Dicendo «bravi» agli altri, non vogliamo Noi stessi sottrarci al grato dovere della carità, tanto più che molti Nostri Fratelli e Figli, Vescovi e Fedeli, hanno messo nelle Nostre mani offerte preziose, che già hanno avuto la loro provvida destinazione, non esclusa Firenze; saremo felici se Ci sarà dato di lasciare, in un’opera di assistenza ai più bisognosi della popolazione fiorentina, il segno, per quanto simbolico e modesto, dell’amore che rimane, e della speranza che rivive.


«LA VOSTRA VOCAZIONE È NELLO SPIRITO ... LA VOSTRA MISSIONE È NEL DIFFONDERLO»

Ed eccoci alla terza intenzione di questo Nostro viaggio natalizio: siamo venuti per condividere la speranza, che vi ha tutti sostenuti nella sventura, per esserne Noi stessi confortati. Conosciamo le vostre virtù umane e civili, la vostra tempra fiorentina, vibrante d’intelligenza, di coraggio, di laboriosità, di senso acuto ed operante della realtà; sono virtù, codeste, che, messe alla prova, insorgono, si affermano e si accrescono; non cedono. Così avviene in codesta drammatica contingenza, che, invece di fiaccare, corrobora le vostre energie e le moltiplica.

Ma c’è ben altro nelle riserve della coscienza fiorentina: le riserve geniali e spirituali che vi ha depositato la vostra incomparabile tradizione; e se ora Ci asteniamo dal farvi alcun preciso accenno (e sarebbe pur bello e facile il farlo), ciò si deve all’ovvio proposito di non ripetere a voi ciò che già benissimo voi conoscete; il Nostro accenno a codesta ricchezza mira soltanto a ricordarvi ch’essa non dev’essere, come del resto non è, puro oggetto di contemplazione e di orgoglio, ma sorgente di ispirazione e d’impegno; non dev’essere soltanto storia passata e finita, ma stimolo ad una ricerca sincera e originale dei valori immortali e universali, ch’essa racchiude ed illustra; e studio dev’essere, e sforzo per rivivere e per emulare la grandezza spirituale d’un tempo, per bandire da voi, se bisogno vi fosse, ogni imbelle pigrizia, ogni decadente criticismo, ogni opaco materialismo; e per rinascere. Rinascere popolo vivo ed unito; popolo laborioso e credente, popolo tipico e moderno.

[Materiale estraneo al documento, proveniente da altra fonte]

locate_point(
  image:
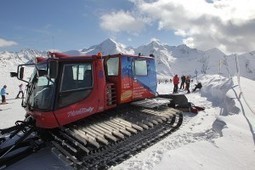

Rinascere, Figli carissimi, è una grande parola, spesso fraintesa dai satelliti della moda, o dai sovversivi delle strutture. È una parola che sa d’utopia per chi non conosce il Natale. Rinascere vuol dire rifare se stessi, i propri pensieri, i propri propositi; è ciò che il Concilio, ancor prima di altre riforme, ci ha predicato, con San Paolo: «Rinnovatevi nello spirito della vostra mentalità» (Ep 4,23). Vuol dire per voi, Fiorentini, ritrovare le energie interiori dello spirito, che la vostra tradizione cristiana ha inserito nell’essere vostro; e riacquistare coscienza della vostra vocazione a irradiare appunto lo spirito, e a diffondere nel mondo, cominciando da quello che viene qua pellegrinando alla vostra scuola, di arte e di storia e di lingua e di civiltà, quei valori immortali e universali, di cui dicevamo, e di cui la fede cattolica dei vostri Santi e dei vostri Grandi possiede la sempre feconda radice. E le supreme aspirazioni del nostro tempo, la giustizia, quella sociale specialmente, e la pace, quella internazionale specialmente, avranno da voi nuovo suffragio e originale servizio. La vostra vocazione, Fiorentini, è nello spirito, la vostra missione è nel diffonderlo.

Ed è per riaccendere in voi codesta coscienza, codesta fiducia, in un’ora che può essere decisiva per il vostro orientamento morale, che Noi siamo venuti a celebrare il Natale con voi; il Natale non solo di Cristo, ma vostro, il Natale della speranza cristiana.